When Michael Kimmelman, chief art critic for the New York Times, addressed a sell-out crowd on Friday July 24, as this year’s speaker for the ART Santa Fe Presents series, he was a bit patronizing, but was so friendly about it that no one cared.
With a delivery that felt more like a conversation than a lecture, Kimmelman self-effacingly name-dropped through a series of his encounters with famous artists and ordinary folks—encounters which invariably took place in one of four locations: a museum, a Chinese restaurant, a war-torn or disaster ravaged locale, or the absolute middle of nowhere, Nevada.
Some of the stories involved art celebrity affirmations: Henri Cartier-Bresson is just as charming and pompous as one would imagine, Kiki Smith really can see an alternate plane of existence out of the corner of her eye, 95 percent of what Richard Tuttle says is unintelligible and Michael Heizer has become Hunter S Salinger with a backhoe.
Each of Kimmelman’s experiences with a famed artist leads him to a minor revelatory moment that affirms his suspicion that artists really do have a keen perception of things and that, frequently, that thing is art. This stands in contrast to Kimmelman’s understanding of young art school attendees who are—at least as far as artist (and former art school prof) Mike Kelley is concerned, and Kimmelman announces his agreement—only interested in making art that looks like other art that is selling.
No doubt such a dynamic is a more formidable presence than it has ever been, but it was a blandly dismissive statement and an ineptly ageist one for a skilled writer and cultural observer whose primary speaking skill appears to be making people over 60 years old chuckle knowingly. It takes a certain kind of pleozoic savoir-faire to sum up global socio-economic cultural shifts with a reference to the ancient soap opera Dallas.

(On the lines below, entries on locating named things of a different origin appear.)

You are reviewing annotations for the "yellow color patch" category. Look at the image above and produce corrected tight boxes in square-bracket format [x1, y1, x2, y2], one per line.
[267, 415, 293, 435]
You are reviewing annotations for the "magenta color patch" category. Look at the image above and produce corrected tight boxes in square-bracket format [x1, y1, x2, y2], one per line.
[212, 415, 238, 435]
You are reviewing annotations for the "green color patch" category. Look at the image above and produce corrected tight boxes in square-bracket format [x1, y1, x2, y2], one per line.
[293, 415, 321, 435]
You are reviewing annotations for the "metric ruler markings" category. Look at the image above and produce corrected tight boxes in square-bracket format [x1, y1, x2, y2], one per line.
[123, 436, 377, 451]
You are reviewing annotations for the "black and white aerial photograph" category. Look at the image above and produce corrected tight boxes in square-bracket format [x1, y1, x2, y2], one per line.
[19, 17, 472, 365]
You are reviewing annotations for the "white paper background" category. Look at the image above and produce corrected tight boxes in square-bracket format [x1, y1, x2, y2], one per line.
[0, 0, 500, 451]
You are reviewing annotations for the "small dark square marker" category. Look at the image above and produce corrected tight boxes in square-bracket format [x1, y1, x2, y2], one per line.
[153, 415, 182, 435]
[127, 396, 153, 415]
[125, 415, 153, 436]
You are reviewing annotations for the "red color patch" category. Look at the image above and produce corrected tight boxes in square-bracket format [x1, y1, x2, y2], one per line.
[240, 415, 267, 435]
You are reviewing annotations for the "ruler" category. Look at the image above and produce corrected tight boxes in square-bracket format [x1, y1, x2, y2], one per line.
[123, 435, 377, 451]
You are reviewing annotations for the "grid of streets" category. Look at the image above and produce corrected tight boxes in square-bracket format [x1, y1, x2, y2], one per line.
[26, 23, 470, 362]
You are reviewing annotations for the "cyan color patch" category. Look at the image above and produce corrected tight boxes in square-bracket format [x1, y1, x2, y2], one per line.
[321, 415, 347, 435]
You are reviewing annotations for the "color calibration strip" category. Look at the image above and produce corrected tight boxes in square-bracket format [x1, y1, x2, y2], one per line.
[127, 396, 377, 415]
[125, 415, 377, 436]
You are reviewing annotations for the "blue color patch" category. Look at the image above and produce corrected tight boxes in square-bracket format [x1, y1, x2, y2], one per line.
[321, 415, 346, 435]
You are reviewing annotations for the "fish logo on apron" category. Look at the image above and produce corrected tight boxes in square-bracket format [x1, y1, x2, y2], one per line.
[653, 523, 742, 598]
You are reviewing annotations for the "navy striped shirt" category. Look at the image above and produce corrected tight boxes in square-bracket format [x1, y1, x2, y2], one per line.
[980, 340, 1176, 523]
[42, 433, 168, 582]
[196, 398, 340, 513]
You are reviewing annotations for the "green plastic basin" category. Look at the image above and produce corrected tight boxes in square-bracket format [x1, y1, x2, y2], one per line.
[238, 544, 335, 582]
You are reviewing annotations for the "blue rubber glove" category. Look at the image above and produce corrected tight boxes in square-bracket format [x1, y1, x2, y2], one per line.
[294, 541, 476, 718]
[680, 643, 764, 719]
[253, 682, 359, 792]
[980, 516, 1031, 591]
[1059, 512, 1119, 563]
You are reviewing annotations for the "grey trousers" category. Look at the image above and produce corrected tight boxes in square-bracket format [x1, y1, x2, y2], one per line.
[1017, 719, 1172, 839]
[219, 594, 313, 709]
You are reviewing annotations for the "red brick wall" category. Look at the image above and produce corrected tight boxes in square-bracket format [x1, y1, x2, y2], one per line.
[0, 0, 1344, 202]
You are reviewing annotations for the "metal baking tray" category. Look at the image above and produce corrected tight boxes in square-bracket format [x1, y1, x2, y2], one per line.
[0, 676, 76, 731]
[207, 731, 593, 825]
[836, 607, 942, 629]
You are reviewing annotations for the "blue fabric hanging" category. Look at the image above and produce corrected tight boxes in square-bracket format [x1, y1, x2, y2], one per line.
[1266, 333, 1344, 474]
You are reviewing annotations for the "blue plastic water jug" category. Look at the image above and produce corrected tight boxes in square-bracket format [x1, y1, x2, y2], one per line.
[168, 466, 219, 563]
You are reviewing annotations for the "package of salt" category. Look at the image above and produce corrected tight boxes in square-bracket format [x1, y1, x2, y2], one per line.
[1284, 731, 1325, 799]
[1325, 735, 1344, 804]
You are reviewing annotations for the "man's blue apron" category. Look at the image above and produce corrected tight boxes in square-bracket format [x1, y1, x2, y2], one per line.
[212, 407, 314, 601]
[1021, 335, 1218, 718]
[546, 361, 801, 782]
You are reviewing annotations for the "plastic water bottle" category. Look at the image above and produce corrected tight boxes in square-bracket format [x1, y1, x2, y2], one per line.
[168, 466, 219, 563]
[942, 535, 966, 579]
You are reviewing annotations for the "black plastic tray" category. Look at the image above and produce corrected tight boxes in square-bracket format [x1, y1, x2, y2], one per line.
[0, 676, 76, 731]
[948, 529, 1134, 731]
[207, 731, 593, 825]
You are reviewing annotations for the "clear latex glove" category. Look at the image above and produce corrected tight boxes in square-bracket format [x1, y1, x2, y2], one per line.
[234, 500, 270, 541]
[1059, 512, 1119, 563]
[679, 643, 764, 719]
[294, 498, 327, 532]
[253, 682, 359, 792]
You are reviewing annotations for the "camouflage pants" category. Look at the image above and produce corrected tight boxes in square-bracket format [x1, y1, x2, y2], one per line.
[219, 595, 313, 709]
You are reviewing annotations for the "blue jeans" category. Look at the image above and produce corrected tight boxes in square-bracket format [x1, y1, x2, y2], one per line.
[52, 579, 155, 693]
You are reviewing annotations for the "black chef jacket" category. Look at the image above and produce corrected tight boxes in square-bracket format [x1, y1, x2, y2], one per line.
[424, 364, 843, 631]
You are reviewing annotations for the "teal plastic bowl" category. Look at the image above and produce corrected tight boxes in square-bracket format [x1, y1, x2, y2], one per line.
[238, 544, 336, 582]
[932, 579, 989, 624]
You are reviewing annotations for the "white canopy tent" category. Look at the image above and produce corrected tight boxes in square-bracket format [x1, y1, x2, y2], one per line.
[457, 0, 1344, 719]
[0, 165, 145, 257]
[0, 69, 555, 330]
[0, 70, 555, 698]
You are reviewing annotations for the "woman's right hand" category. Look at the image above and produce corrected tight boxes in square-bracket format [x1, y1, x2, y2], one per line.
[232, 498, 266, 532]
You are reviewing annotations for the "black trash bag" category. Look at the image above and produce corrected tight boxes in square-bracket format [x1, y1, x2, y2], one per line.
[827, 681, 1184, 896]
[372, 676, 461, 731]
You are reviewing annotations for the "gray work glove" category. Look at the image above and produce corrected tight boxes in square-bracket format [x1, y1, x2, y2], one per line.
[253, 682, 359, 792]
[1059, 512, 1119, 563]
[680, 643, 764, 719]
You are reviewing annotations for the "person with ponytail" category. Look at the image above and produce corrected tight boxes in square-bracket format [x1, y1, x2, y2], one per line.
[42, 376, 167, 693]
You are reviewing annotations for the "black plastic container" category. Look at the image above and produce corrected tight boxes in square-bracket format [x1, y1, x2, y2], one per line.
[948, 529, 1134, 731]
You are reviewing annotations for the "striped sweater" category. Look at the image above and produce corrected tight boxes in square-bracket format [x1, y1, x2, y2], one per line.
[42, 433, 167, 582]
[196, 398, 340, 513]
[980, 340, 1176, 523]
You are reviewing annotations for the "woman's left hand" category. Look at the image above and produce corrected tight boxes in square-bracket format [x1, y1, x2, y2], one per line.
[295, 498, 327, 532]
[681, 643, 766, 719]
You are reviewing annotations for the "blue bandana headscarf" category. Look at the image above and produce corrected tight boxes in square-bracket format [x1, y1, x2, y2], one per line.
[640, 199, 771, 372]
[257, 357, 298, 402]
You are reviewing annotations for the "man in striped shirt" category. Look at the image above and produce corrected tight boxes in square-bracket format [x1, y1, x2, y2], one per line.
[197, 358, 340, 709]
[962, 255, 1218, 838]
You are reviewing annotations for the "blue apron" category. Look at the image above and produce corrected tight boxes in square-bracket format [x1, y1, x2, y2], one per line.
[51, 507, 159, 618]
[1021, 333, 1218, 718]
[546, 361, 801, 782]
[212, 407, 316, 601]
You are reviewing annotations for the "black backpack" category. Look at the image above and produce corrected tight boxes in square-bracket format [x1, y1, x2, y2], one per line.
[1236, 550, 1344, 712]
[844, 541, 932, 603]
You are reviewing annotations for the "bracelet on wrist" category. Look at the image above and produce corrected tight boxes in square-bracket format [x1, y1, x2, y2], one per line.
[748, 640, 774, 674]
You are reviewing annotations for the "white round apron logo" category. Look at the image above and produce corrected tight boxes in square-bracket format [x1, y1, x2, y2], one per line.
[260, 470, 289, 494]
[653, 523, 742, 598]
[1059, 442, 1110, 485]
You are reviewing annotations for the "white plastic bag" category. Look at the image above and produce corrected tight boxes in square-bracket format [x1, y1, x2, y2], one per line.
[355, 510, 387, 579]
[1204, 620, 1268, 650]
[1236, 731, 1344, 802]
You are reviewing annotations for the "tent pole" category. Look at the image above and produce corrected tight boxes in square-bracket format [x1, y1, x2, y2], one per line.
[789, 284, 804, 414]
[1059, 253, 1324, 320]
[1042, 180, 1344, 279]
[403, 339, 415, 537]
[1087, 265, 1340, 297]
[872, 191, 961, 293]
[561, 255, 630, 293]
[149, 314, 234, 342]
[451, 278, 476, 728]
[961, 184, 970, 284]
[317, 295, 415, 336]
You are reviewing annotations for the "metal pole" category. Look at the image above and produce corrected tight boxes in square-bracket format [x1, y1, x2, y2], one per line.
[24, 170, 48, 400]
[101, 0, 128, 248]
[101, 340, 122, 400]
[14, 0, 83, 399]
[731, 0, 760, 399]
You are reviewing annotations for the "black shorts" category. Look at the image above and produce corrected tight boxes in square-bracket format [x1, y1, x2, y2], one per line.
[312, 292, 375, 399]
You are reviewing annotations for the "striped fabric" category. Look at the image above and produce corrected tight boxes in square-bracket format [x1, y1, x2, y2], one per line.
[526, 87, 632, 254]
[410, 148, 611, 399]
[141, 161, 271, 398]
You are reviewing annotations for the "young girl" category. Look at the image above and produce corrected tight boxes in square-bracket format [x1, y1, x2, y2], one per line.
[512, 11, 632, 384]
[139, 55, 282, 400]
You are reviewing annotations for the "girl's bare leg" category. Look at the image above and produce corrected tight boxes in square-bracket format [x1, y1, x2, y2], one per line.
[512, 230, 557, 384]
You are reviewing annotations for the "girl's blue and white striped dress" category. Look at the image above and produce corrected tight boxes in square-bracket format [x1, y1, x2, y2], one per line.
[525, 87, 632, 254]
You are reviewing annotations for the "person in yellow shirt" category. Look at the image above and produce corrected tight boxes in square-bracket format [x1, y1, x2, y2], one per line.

Kimmelman’s accounts of his man-on-the-street exchanges led to a deeper—but still unsurprising—revelation: artists see art in surprising ways because they are chronicling life. Life, by extension, is understood through our casual and collective notions of place, history, culture and community; grand and challenging topics that are most accurately detailed through, guess what?, art.
This notion that regular people assign tangible—if not always intimate—value to art, sets up Kimmelman for his chief bombshell. It turns out there is no association between cost and value in art. You see, apparently, some things which cost very little may contain a great deal of value and other things, which have quite a high cost, end up having no real value at all. What’s more, this surprising irony is frequently witnessed within the art world, in particular since the rise of “trophy”-based collecting and nouveau-riche idiocy. Shocking, simply shocking.
That Kimmelman’s assertions are self-evident to anyone who has ever thought about art does not make the ideas less true however and, as noted above, the patronizing effect was made null by his amicable earnestness. It is certain, in fact, that there were members of the audience for whom the lack of relationship between cost and value was a shock.
The problem is that Kimmelman brought nothing to the table that would challenge—rather than delight—such perpetrators of the market as it is. Rather he was remarkably adept at entertaining the people whom he asserts so blindly fund the status quo.
He actually delivered to them, as one friend noted, the equivalent of purchasing carbon credits for art collectors: Just go buy a work by some underappreciated and esoteric weirdo (Honey, we should see if we can get something by this Heizer fellow…) and the sins of your trendy, bullshit collection will be forgiven. I should clarify that such a thing was certainly not Kimmelman’s assertion, but I heard more than one “collector” in the row behind me interpret it as such.
As for the rest of us, we were the choir to whom Kimmelman preached. Certainly it is a pleasure to be entertained by someone with such a breadth of art and cultural experience, someone who can pronounce both “Cartier-Bresson” and “Budapest” with such élan, but polite reciprocity and agreement was more the effect than inspiration or revelation.
If, as Kimmelman accurately noted, the “elimination of wonder” has crippled our greedy, contemporary, corn-syrup-saturated culture’s ability to value art, it’s hard to know whether to blame myself of Kimmelman for having been left nothing to wonder about in the wake of his lecture.